Feature Extraction Package for Biological Sequences Based on Mathematical Descriptors
Home • Key Features • List of files • Dependencies • Installing • How To Use • Citation
Preprocessing
Before executing any method in this package, it is necessary to run a pre-processing script, to eliminate any noise from the sequences (e.g., other letters as: N, K …,). To use this script, follow the example below:
Important: This package only accepts sequence files in Fasta format as input to the methods.

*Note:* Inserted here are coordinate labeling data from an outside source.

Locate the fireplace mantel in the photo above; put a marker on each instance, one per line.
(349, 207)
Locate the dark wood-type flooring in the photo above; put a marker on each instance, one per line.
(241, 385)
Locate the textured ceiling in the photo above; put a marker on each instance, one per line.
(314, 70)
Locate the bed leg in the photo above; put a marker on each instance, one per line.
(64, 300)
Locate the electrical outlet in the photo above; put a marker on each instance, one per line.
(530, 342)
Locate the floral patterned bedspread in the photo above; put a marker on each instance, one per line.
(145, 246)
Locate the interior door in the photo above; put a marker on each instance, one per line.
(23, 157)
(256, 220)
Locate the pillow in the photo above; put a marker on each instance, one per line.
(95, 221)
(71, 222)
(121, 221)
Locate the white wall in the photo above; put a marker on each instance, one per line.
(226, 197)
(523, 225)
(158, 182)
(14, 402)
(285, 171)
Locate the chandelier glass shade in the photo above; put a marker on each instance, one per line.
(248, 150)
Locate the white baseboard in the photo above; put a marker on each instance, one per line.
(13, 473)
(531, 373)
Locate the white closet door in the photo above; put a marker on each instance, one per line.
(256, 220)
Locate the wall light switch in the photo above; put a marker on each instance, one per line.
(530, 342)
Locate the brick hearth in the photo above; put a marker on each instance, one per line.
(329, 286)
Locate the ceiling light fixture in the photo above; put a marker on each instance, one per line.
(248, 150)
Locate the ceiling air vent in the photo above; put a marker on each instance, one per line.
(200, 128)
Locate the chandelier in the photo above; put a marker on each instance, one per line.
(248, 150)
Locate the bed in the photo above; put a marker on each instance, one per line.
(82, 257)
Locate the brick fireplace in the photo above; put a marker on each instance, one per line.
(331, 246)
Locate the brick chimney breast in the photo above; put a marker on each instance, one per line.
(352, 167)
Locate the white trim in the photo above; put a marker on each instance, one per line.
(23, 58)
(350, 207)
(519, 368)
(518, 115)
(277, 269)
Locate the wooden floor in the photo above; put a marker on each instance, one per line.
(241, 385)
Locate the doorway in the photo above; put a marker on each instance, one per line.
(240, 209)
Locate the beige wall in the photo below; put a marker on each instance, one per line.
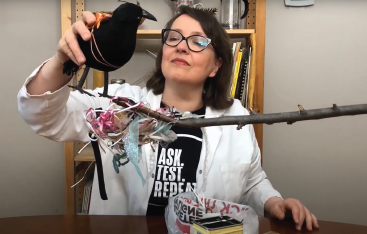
(315, 57)
(319, 162)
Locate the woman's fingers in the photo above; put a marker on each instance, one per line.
(89, 18)
(308, 219)
(315, 223)
(79, 28)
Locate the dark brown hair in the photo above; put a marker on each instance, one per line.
(216, 88)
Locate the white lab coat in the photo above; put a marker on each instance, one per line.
(234, 171)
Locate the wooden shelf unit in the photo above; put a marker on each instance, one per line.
(75, 164)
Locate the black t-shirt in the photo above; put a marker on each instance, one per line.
(176, 167)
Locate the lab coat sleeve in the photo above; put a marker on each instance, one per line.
(59, 115)
(259, 189)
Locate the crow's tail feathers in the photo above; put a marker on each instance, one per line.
(70, 68)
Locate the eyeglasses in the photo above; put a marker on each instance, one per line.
(195, 43)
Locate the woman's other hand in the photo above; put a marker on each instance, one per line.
(279, 208)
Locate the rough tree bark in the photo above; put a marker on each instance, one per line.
(254, 118)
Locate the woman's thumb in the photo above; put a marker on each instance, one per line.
(278, 213)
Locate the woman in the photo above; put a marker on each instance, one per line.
(192, 74)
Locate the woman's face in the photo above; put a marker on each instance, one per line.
(180, 64)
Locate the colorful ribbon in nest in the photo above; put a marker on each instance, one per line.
(126, 130)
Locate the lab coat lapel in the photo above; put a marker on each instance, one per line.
(154, 102)
(213, 135)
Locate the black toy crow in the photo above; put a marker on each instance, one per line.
(112, 42)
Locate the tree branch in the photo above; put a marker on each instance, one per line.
(288, 117)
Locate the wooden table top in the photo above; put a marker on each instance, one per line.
(85, 224)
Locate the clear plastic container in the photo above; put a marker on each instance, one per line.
(230, 13)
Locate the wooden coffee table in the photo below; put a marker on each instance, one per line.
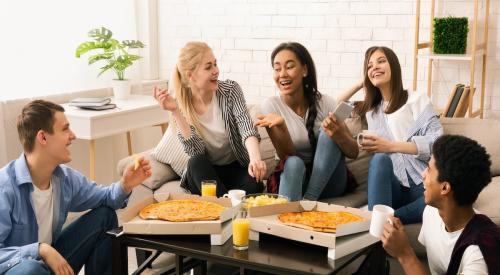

To run the tool (Example): $ python3.7 preprocessing/preprocessing.py -i input -o output
Where:
-h = help
-i = Input - Fasta format file, e.g., test.fasta
-o = output - Fasta format file, e.g., output.fasta
Running:
$ python3.7 preprocessing/preprocessing.py -i dataset.fasta -o preprocessing.fasta
Numerical Mapping
This method generates a numerical mapping of all sequence. Essentially, we provide 7 mappings. The theory can be consulted in this article. Nevertheless, this method will generate a vector with the size of the largest sequence. We developed a code that applies everything automatically. Therefore, it is necessary to pass all the classes/labels that will form the dataset. Thereby. to use this model, follow the example below:
To run the code (Example): $ python3.7 methods/MappingClass.py -n number of datasets/labels -o output -r representation
Where:
-h = help
-n = number of datasets/labels
-o = output - CSV format file, e.g., test.csv
-r = representation/mappings, e.g., 1 = Binary, 2 = Z-curve, 3 = Real, 4 = Integer, 5 = EIIP, 6 = Complex Number, 7 = Atomic Number.
Running:
$ python3.7 methods/MappingClass.py -n 2 -o dataset.csv -r 2
Note Input sequences for feature extraction must be in fasta format.
Note This example will generate a csv file with the extracted features.